Women for a Change, Cameroon participates at 3rd African Union Summit
Women for a Change, Cameroon participated at the 3rd African Union High Level Panel on Gender Equality & Women’s Empowerment and the 28th session of the Gender Is My Agenda Campaign (GIMAC) – from July 7 – 11 2016, in Kigali, Rwanda.
Below is a brief highlight to what was discussed/adopted as recommendations at the GIMAC Meeting in Kigali, Rwanda, which held under the theme: “2016: African Year of Human Rights with particular focus on the Rights of Women”.
Peace and Security
It’s almost 16 years since heads of governments adopted the groundbreaking United Nations Security Council Resolution 1325 which talks about political participation of women in sustaining peace. In order words, this implies that we do not need war in order to implement the resolution. Unfortunately, the thinking and understanding of most governments is that until there is war, before they can apply the resolution. However, one would think that at war/ post-war times, the number of women participating in the peace negotiations is more than men. Far from it. Instead, it extremely low. In fact only 19 African countries have adopted and developed a National Action Plan for the implementation of UNSCR1325. As such, CSOs at GIMAC urged member states to;
- Ensure women’s active involvement and participation in peace and security processes.
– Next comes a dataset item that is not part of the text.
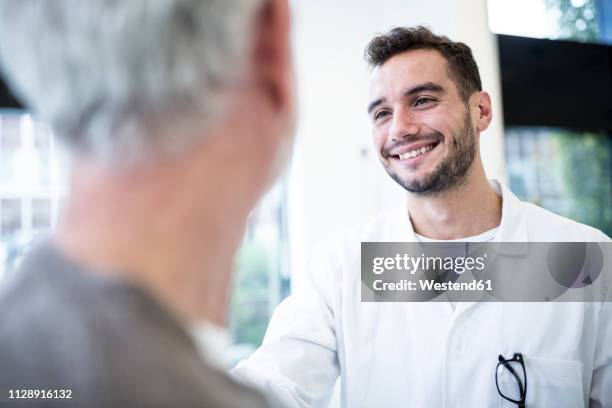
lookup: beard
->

- Put in place mechanisms to stop he insecurity on woman – for instance, in the situation of South Sudan, Central Africa Republic et al
Young Women’s Leadership
There is increasing level of poverty and unemployment and this hampers on young women’s leadership and empowerment. As such, member states were urged to;
- create enabling space for young women through internship, mentorship and coaching to excel in their unique leadership capacities.
- Ensure a complete end to Child, Early and Forced Marriages which continue to curtail girls and young women from fulfilling and enjoying their rights
- Understand that young women’s leadership is a reality and an essential factor to sustainable development.
The growth of any society depends on the quality of education it offers to its people. At GIMAC, CSOs urged the African states to;
- Create space for a conducive learning environment which is challenged by insecurity and terrorism;
- Ensure learning institutions are responsive to the needs of all students, including time of conflict;
- Promote girls involvement in to technical and STEM disciplines;
- Review school curriculum to include peace and security at all level;
- Make school safe for all, and eradicate discrimination, sexual offences on women in schools.
Without a health society, there can be no development. A healthy population is essential for Africa’s progress, as well as attainment of the agenda2063 demographic dividend. In this light governments were urge to;
- ensure that everyone is given the space to realise and enjoy their sexual and reproductive health and rights (SRHR);
- ratify and domesticate immediately the maputo protocol and those which have placed restriction should remove
- legalise abortion and ensure women’s and rights are respected and protected
- Advance date revolution and accelerate implementation of age appropriate comprehensive sexuality education
- work with civil society organisations (CSOs) to repeal all national laws that restrict their active efforts towards effective work.
Women’s Human Rights and Economic Empowerment
The big Question here Is “Where is the Money for women?” Governments were urged to;
- ensure access to credit and financial supports as well as capacity support to small and medium enterprises led/owned by women
- encourage organic food production for rural entrepreneurs
Accountability is essential to development.
This could either be through regularly reporting on the progress made in the implementation of programs and treaties. In Africa, 48 countries have submitted reports on the Solemn Declaration, but only 4 have respected the reporting guidelines.
NB: The Campaign #FollowTheProtocol was launch and is currently on-going. A full version on the recommendations will be made available shortly.